Pros
Amazing company infrastructure, IT department is definitely on the ball in keeping everything running smoothly. All networks, databases, forms are very professional and generally work well. The most paperless company I have ever worked for. Although its effectiveness in practice is debatable, they strive for standardization between all sites. Completely company-sponsored health coverage is nice. Certain team members were particularly outstanding to work with.
Cons
Where to begin? Exhausting, convoluted procedures for completing the simplest tasks. As other reviewers have noted: what takes a split-second anywhere else easily takes minutes, hours, even days if nobody responds promptly to your help ticket. This is frustrating for the employee, yes - but of shocking lack of importance to this company is the impact this has on the resident or applicant! Expect to be micro-managed like never before. In rare circumstances are on-site staff empowered to make authoritative decisions, almost ensuring a slow response to even urgent concerns. Practically, all this excessive surveillance just serves the function of shifting the chain-of-command. Site managers are more like assistants; assistants are more like leasing - all the real decisions are made off-site. Considering the extensive hiring and training process, there is a surprising lack of value or confidence placed in the employee.

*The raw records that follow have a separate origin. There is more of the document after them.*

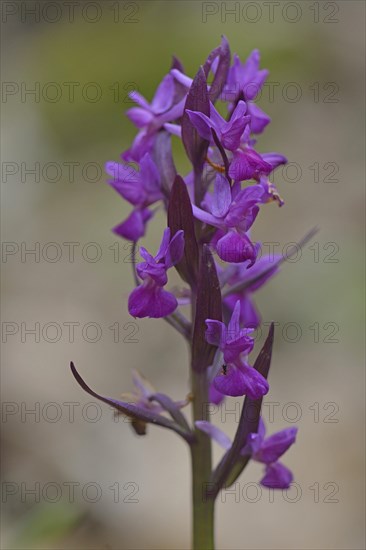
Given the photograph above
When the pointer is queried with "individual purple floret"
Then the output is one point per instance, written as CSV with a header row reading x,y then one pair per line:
x,y
239,378
246,80
253,278
267,451
150,117
231,340
228,132
150,299
233,213
142,397
141,189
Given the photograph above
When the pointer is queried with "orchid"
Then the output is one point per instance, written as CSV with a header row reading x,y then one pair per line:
x,y
141,189
267,451
211,212
150,117
150,299
233,214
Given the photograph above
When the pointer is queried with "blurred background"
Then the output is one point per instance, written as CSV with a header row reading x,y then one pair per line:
x,y
75,476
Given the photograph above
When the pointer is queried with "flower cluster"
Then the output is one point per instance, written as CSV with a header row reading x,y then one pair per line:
x,y
210,214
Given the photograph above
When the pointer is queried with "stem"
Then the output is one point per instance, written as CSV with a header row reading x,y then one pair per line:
x,y
203,506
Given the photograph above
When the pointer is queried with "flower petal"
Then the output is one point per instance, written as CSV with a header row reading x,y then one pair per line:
x,y
215,396
151,301
255,384
235,248
232,383
215,333
164,95
175,249
221,199
258,118
202,123
277,476
140,117
215,433
133,228
276,445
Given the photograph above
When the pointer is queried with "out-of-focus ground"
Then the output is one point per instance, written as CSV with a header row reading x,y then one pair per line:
x,y
94,483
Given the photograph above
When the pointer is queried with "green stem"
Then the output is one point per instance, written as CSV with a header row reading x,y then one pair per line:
x,y
203,507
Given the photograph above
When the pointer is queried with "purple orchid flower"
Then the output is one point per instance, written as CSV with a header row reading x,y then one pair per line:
x,y
267,451
247,79
236,377
228,132
233,213
150,117
231,340
150,299
255,277
139,188
143,396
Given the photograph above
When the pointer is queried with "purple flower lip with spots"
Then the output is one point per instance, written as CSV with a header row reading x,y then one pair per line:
x,y
265,450
233,212
237,377
209,238
228,132
150,299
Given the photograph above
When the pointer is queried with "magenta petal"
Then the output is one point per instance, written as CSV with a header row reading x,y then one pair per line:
x,y
232,383
164,95
215,433
234,348
235,248
221,199
259,119
133,228
215,396
202,123
277,476
276,445
175,249
233,327
215,333
150,178
274,159
140,117
247,165
255,384
150,300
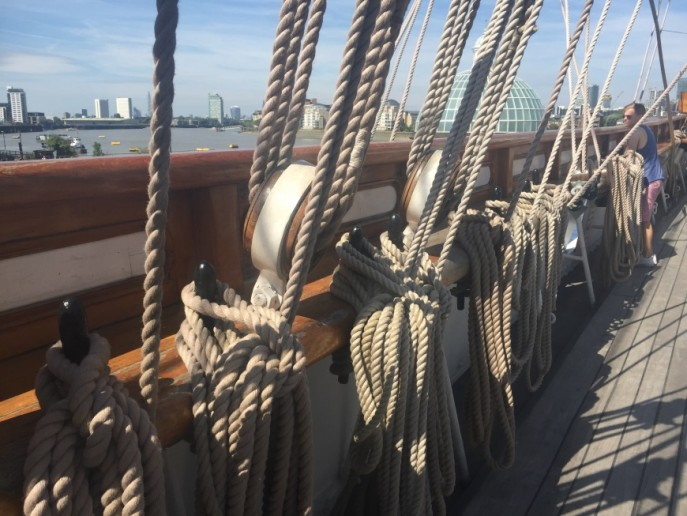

Instead of involving the whole team, regionals bee-line for the property manager's office and shut the door behind them. There is a constant feeling of being left in the dark. Very superficial, clique-based office environment - you will not succeed if you cannot (or are unwilling to) mesh with the existing "sorority" culture. Not to over-generalize, there are certainly competent, exemplary employees still working at First Pointe. I would advise readers to take shining reviews of this company, particularly recent ones, with a grain of salt. My belief is that they were motivated by overzealous "yes-men", enraptured (as some have mentioned) by the February conference. I find it interesting to remark, in passing, that a key organizer of that event and figurehead of the Rocklin corporate office has since left the company.